2. Look into speeding up the extent manipulation routines, maybe
providing more specialized version for the syntax cache, caching some
the soe data etc, same as is done for redisplay.
3. IIRC correctly syntax property extents cannot overlap, therefore
the boundaries of the extent where we found the current property
value are good values for the cache boundaries and much more likely to
be bigger (possibly even the whole buffer). It would be a pity because
it would make this not a real extent-property.

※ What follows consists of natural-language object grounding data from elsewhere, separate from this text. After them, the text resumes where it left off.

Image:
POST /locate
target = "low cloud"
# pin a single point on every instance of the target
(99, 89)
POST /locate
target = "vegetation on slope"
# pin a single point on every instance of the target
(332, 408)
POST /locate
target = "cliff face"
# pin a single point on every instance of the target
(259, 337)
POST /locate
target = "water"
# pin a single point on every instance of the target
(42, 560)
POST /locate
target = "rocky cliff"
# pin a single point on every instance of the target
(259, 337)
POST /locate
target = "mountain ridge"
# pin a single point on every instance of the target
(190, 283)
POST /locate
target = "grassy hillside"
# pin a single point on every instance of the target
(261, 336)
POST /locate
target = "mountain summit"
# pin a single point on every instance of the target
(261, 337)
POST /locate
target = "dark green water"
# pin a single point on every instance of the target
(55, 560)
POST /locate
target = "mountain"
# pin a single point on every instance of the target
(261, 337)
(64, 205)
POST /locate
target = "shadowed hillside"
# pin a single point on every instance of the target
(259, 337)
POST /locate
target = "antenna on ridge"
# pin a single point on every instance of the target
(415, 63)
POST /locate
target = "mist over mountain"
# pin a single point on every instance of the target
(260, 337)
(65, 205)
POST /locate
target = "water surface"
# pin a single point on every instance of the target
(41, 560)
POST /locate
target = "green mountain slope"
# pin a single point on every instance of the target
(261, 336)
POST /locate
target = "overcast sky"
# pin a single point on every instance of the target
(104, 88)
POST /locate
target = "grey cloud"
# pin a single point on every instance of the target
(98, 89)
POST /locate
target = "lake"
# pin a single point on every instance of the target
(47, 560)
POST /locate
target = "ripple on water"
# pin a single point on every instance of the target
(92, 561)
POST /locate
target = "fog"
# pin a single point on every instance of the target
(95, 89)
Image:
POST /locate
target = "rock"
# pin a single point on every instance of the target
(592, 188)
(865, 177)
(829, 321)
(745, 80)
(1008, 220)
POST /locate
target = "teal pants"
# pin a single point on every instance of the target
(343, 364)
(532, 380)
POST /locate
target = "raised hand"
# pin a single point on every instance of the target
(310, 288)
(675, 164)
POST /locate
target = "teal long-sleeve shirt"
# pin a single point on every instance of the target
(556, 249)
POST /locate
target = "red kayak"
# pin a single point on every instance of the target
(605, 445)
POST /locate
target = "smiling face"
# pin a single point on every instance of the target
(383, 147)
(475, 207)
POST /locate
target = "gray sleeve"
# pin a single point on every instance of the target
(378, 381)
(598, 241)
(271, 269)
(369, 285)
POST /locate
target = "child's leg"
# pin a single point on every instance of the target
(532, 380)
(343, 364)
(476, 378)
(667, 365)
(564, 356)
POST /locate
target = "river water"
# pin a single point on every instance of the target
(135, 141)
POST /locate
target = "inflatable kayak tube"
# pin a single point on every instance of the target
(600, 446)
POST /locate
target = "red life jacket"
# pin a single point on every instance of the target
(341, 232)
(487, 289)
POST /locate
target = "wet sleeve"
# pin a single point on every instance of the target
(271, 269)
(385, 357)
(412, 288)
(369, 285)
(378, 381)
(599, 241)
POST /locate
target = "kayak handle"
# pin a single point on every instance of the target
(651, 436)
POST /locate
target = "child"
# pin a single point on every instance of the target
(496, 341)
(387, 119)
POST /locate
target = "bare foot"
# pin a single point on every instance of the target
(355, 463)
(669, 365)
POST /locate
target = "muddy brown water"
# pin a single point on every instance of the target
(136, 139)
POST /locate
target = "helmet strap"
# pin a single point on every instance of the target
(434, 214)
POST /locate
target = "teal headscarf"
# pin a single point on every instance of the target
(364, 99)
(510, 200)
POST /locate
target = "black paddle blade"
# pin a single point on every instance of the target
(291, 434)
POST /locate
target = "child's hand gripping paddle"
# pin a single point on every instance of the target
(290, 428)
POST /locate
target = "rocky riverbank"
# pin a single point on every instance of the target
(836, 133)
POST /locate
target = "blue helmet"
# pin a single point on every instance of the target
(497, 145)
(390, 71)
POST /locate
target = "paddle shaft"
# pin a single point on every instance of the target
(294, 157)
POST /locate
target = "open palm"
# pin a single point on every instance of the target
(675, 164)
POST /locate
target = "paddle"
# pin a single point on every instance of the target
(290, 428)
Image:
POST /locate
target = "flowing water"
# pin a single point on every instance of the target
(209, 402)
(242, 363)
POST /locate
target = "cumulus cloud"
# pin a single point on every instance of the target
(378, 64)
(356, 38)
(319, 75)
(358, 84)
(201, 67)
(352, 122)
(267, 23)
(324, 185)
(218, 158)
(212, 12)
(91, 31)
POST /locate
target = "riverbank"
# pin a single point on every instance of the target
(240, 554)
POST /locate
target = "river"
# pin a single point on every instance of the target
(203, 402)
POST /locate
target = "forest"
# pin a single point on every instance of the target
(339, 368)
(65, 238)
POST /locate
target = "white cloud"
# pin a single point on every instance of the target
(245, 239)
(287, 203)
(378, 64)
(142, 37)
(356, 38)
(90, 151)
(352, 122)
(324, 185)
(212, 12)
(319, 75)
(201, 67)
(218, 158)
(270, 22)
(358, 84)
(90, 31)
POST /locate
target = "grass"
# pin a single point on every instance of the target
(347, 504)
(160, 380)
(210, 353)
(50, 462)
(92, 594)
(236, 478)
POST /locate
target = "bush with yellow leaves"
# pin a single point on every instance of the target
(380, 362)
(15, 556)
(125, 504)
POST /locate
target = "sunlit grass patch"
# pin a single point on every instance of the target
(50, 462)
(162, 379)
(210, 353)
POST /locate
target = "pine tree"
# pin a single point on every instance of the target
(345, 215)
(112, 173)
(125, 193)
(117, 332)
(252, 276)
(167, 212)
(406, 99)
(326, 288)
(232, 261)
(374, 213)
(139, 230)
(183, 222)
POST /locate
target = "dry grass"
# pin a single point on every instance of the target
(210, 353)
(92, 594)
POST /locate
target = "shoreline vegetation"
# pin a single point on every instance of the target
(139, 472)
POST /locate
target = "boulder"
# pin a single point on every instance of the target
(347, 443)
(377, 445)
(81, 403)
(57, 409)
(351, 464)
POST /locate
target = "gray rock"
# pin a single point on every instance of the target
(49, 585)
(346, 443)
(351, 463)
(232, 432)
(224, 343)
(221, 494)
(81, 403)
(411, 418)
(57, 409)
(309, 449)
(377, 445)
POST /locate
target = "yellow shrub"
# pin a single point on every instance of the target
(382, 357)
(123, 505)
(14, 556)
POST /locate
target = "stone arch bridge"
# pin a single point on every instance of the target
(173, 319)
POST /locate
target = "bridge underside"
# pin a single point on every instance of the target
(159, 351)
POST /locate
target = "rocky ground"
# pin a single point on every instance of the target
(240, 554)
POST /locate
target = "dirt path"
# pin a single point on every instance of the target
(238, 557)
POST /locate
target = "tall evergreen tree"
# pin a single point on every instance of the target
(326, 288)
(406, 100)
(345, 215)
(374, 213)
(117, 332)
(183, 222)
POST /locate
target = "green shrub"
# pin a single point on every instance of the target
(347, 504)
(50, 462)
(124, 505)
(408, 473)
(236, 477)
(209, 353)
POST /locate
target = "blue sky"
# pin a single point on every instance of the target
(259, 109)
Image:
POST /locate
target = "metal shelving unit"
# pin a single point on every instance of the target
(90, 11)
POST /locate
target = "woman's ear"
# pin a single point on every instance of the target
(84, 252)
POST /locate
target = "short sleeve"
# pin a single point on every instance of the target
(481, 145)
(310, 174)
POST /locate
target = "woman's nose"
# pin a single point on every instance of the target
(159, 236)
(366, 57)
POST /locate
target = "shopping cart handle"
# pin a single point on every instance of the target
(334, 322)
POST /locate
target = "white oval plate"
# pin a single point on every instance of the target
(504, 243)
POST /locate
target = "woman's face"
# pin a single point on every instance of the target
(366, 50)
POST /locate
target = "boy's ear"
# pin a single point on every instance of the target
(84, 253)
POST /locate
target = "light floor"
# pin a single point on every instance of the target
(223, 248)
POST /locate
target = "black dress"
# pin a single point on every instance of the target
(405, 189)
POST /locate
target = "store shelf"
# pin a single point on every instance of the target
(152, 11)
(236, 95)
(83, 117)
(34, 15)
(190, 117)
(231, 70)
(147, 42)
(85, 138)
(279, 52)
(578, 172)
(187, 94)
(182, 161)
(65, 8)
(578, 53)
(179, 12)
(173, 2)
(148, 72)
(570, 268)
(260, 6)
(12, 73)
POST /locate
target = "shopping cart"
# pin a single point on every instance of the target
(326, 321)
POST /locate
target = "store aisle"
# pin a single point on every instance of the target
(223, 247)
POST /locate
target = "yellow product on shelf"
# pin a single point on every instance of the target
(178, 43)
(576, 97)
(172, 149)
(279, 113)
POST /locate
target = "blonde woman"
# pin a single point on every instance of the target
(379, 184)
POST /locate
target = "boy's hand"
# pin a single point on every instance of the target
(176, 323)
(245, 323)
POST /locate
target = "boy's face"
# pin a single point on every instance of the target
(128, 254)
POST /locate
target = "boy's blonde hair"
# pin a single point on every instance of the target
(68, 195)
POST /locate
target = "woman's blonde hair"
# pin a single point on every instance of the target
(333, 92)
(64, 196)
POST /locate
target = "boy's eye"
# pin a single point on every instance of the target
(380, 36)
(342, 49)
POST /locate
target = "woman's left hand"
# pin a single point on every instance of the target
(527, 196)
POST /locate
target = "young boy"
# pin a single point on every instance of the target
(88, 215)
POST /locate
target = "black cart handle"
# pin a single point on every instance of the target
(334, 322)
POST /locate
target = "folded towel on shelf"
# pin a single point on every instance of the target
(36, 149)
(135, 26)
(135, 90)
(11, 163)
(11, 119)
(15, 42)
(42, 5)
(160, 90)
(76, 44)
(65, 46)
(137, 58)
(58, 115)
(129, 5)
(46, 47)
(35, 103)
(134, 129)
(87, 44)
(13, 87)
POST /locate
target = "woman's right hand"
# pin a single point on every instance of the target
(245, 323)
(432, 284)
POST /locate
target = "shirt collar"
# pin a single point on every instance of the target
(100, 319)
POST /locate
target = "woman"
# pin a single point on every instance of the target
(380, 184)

4. Maybe it is worth more aggressively searching for the real
boundary with a specialized extent walker. That could be slightly
slower but if it could reduce the 900000 calls to the update routines
to just a few by making the cache work better it would pay off
quickly.
Note that a simple
(defun walk-extents ()
(interactive)
(let ((pos (point))
(no 0))
(while (not (eq pos (point-max)))
(setq pos (next-extent-change pos))
(incf no))
(message "%s" no)))
Walks TraverseSchema.java's 22000 extents in just 5ms!
Jan